Luce Morgan (1560-1610), generally identified as the ‘Dark Lady’ of the Sonnets began to live in that environment sometime after she left the Court of Queen Elizabeth l.

Some texts described Luce Morgan as a gentlewoman, meaning that she could either have been a woman of high social standing or an attendant to the Queen. While living at Court, official records state that she had a servant and a six monthly clothing budget.

In 1579, she received eleven yards of silk for her wardrobe. Six months later in March 1580, she received three and a half yards of velvet.

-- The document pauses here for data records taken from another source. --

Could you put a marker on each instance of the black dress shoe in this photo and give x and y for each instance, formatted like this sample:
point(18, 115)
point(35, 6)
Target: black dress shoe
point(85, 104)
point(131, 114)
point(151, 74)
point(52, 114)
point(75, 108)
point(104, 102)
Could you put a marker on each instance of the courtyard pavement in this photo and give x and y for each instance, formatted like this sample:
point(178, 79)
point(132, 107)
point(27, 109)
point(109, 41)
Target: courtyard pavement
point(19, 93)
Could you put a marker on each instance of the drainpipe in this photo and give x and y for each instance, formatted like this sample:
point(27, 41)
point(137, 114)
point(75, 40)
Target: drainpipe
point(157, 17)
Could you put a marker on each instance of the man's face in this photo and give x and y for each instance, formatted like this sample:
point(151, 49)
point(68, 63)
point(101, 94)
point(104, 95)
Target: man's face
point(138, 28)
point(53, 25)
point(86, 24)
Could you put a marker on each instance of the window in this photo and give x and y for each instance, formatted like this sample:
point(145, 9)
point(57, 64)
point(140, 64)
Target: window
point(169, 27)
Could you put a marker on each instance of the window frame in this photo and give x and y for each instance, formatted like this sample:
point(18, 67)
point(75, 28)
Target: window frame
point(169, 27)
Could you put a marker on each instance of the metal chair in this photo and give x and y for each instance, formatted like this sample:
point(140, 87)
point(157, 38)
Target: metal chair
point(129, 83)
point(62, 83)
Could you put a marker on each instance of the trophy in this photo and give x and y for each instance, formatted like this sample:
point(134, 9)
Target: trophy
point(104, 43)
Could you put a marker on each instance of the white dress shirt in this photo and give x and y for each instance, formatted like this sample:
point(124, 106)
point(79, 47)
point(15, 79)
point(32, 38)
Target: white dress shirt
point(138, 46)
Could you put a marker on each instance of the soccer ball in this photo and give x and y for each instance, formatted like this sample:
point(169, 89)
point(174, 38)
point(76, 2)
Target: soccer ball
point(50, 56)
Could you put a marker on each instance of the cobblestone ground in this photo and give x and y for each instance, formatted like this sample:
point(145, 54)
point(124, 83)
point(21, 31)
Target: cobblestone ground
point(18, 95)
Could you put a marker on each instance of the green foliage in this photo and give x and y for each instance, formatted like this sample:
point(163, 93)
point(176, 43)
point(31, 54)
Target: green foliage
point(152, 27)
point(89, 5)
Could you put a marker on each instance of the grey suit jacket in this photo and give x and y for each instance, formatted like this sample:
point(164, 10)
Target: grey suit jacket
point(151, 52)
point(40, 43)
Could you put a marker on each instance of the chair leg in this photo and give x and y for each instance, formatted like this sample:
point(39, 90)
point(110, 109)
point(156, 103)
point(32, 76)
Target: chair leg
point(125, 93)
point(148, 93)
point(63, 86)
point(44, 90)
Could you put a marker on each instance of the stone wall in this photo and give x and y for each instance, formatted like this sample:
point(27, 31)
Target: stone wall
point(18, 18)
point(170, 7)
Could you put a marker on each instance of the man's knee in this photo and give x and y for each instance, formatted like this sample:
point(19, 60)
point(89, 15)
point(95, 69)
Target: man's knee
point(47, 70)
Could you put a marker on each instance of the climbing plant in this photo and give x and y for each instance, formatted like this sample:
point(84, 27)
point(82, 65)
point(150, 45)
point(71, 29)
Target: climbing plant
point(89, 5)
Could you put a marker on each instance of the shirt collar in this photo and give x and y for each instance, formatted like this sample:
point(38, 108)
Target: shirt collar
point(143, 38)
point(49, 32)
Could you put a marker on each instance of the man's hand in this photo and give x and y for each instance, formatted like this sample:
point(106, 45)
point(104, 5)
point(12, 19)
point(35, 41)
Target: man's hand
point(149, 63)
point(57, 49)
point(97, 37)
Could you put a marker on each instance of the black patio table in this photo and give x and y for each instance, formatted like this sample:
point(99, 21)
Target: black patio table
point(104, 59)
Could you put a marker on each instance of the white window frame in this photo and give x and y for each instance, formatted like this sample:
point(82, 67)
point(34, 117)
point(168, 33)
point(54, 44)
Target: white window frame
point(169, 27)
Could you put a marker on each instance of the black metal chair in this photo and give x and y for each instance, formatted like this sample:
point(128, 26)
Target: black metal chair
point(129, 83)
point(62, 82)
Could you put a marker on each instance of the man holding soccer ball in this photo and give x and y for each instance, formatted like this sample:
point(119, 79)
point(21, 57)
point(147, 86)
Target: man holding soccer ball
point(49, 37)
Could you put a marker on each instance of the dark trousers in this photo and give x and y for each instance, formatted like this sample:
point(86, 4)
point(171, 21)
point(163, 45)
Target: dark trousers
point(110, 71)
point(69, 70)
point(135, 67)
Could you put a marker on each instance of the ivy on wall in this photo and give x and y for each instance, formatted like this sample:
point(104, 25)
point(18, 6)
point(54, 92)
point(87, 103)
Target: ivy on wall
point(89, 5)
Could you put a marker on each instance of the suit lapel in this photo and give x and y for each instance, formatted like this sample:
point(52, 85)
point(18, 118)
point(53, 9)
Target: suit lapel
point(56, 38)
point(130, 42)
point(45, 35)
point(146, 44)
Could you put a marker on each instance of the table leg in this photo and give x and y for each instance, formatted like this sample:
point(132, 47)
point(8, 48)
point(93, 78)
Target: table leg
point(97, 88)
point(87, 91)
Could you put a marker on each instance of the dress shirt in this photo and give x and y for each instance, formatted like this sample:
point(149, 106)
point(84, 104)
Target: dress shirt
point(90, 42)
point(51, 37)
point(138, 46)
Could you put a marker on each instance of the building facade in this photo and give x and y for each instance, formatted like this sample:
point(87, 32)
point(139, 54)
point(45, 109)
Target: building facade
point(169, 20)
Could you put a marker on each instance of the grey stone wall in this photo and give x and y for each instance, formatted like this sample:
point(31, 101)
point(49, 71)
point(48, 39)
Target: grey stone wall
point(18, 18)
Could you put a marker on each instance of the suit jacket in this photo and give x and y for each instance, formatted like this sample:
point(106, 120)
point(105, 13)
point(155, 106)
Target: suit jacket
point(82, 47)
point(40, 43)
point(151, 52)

Another six months passed before she was given six yards of russet satin and finally two yards of black velvet in September 1581.

Back then, a person’s status and position dictated what could be worn and materials such as those were very expensive; hardly the sort of expense that the Queen would lavish on a common servant.

Some may argue that it is unrealistic to place a free African woman in Elizabethan England, and the question might arise as to how an African woman back then could have had a high social standing.

That question comes to mind only if one is looking back on history with all of the racial distortions and concepts that built up with enslavement and afterwards.

Moreover, while it may have been unusual to find an African woman in such a high social position, it was not impossible, as England had not fully entered into the Slave Trade.

In 1501, John Blanke and other African attendants, travelled with Catherine of Aragon from Spain and attended her at the royal court. Royal trumpeter, John Blanke was on the pay roll of both Henry Vll and Henry Vlll. Prior to that, Pedro Negro was perhaps the first African to receive a knighthood, from Henry Vlll.

One must also not forget that African people have a largely undocumented history of living in the British Isles before the arrival of the African Roman emperor Septimus Severus and afterwards.  Moreover, in 1596, Queen Elizabeth, issued an open letter to the Lord Mayor of London and other towns in which she stated:

“There are of late divers (different) blackmoores brought into this realme, of which kinde of people there are already here to manie…” The Queen ordered their deportation, saying: “Those kinde of people should be sente forth from the land.”

John Blanke 012
John Blanke. Photo courtesy stuartsworkbench.blogspot.com

Again, in 1601, she declared:  “Whereas the Queen’s majesty…is highly discontented to understand the great number of negars and Blackamoors which (as she is informed) are crepte into this realm…as also for the moste of them are infidels having no understanding of Christe or his Gospel: hath given especial commandment that the said kinde of people shall be with all speed avoided [banished] and discharged out of her majesty’s dominions.”

The fact that they had ‘crept’ into England, would indicate that they were not enslaved people. Where did they come from? Beginning in 1492, over three million Moors were expelled from Spain and scattered all over Europe.

The proclamation, repeated four years later in 1601, indicated that the African community exercised their freedom to stay put. In addition, many lived and worked in London and had families from marrying local people.